Job position was another factor that had a significant relationship with the nurses’ happiness. Head nurse or supervisors obtained higher happiness score; this finding is consistent with some recent studies. 4 , 5 Nurses working at higher levels are considered the pillars of their organization and have more self-control and show more social adaptability. Leadership and integrated management at workplace also play a pivotal role in creating a supportive environment and promoting the feeling of wellbeing and happiness. 4
A similar result was found as to the type of employment and its significant relationship with job happiness, 10 but no non-Iranian study was found on the issue. The reason might be that the type of employment is usually not varied in other countries.
Although sufficient for the analytical purposes of this study, obtaining the sample from one city was one of the limitations, but using proportional stratified random sampling in all educational hospitals can be the strengths of the study which can increase the generalizability of the results. Exclusion of other factors including job satisfaction, organizational commitment and personal characteristics which are said to be influential on happiness was another limitation; these variables along with job burnout can predict happiness well. It is, therefore, suggested that future research should take other influential factors into account.
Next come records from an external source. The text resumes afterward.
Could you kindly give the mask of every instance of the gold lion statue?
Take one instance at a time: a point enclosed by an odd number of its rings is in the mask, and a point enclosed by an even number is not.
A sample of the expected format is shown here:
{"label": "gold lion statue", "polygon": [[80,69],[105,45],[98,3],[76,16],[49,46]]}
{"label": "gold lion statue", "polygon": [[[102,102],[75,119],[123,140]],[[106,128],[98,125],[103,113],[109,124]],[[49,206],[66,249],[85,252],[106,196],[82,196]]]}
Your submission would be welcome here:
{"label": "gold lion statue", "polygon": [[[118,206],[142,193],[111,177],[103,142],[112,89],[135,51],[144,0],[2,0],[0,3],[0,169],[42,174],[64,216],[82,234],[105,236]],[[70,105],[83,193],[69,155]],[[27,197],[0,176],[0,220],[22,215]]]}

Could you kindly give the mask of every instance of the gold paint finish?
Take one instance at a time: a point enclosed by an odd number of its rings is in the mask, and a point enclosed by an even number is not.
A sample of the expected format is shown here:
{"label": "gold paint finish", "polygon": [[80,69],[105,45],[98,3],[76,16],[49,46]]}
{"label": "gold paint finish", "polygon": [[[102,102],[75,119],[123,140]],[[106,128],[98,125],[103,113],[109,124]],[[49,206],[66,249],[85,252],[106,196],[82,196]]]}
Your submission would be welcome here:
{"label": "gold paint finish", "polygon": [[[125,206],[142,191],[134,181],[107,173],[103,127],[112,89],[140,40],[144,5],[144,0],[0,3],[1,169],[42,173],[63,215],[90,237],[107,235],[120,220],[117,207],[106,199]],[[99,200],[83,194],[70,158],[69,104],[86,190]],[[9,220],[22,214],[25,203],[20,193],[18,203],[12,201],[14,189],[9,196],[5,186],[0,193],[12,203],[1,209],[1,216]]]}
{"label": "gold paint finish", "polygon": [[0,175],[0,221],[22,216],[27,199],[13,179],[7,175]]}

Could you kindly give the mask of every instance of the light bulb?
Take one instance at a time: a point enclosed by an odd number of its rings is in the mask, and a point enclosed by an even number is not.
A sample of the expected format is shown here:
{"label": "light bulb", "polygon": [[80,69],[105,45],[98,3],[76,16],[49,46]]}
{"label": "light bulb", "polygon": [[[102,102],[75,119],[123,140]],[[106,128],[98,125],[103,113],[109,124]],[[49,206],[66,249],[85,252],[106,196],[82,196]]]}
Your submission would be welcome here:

A third limitation was the application of self-report instruments that may not be responded correctly by the participants because of inadequate introspection or irresponsible answers to the items.
CONCLUSION
The results show that the nurses working at Tabriz’s educational hospitals are somewhat unhappy, under the influence of various factors including job position, type of employment, one’s perception of own health status, history of illness, and job burnout. Health managers and policymakers can benefit from these findings to promote the strategies for enhancing the nurses’ happiness and ultimately improving the quality of nursing care. Considering the reverse relationship between job burnout and happiness, we also suggest that managers try to improve the workplace by managing conditions which could lead to job burnout, and, therefore, use the results to increase the happiness of nurses.
ACKNOWLEDGEMENT
We would like to thank all participants. This research was supported by a fund from the Tabriz University of Medical Sciences (7159).
Conflict of Interest: None declared.